Si tu vis avec un TOC et que tu as aussi un passé traumatique, tu as peut-être déjà eu cette intuition que tes obsessions semblent nourries par autre chose qu’un simple « défaut de fonctionnement ». Bonne nouvelle (façon de parler) : la science commence à le confirmer.
D’abord, c’est quoi le SSPT-C ?
Le SSPT-Complexe (ou cPTSD pour Complex Post-Traumatic Stress Disorder), c’est un trauma qui se développe en réponse à des situations répétées et prolongées, souvent dans des contextes où on ne pouvait pas fuir ou se défendre : maltraitance, violences conjugales, harcèlement, environnement chroniquement instable…
Au-delà des symptômes du SSPT classique, il ajoute des perturbations dans la régulation des émotions et un rapport difficile à soi.
Pourquoi ce lien avec le TOC ? 🤔
- Le trauma impacte la régulation des émotions, rendant les pensées intrusives plus envahissantes.
- L’hypervigilance liée au cPTSD renforce le besoin de contrôle, d’où les compulsions.
- Les souvenirs traumatiques peuvent s’associer à des rituels obsessionnels, créant une illusion de sécurité.
Les chiffres
Les traumatismes de l’enfance (abus, harcèlement, deuil…) sont particulièrement liés à des symptômes obsessionnels marqués.

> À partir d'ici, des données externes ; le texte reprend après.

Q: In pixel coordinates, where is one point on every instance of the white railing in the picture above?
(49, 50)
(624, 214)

Entre 4 % et 22 % des personnes souffrant de SSPT ont également un diagnostic de TOC.
Pour rappel, en population générale on est plutôt autour de 2 % de TOC. Donc le lien est loin d’être anecdotique.
Ce que ça veut dire pour toi 💡
Si tu souffres de TOC et as vécu des traumas, explorer ce lien en thérapie peut être utile. Travailler sur le trauma peut apaiser les symptômes obsessionnels 👀.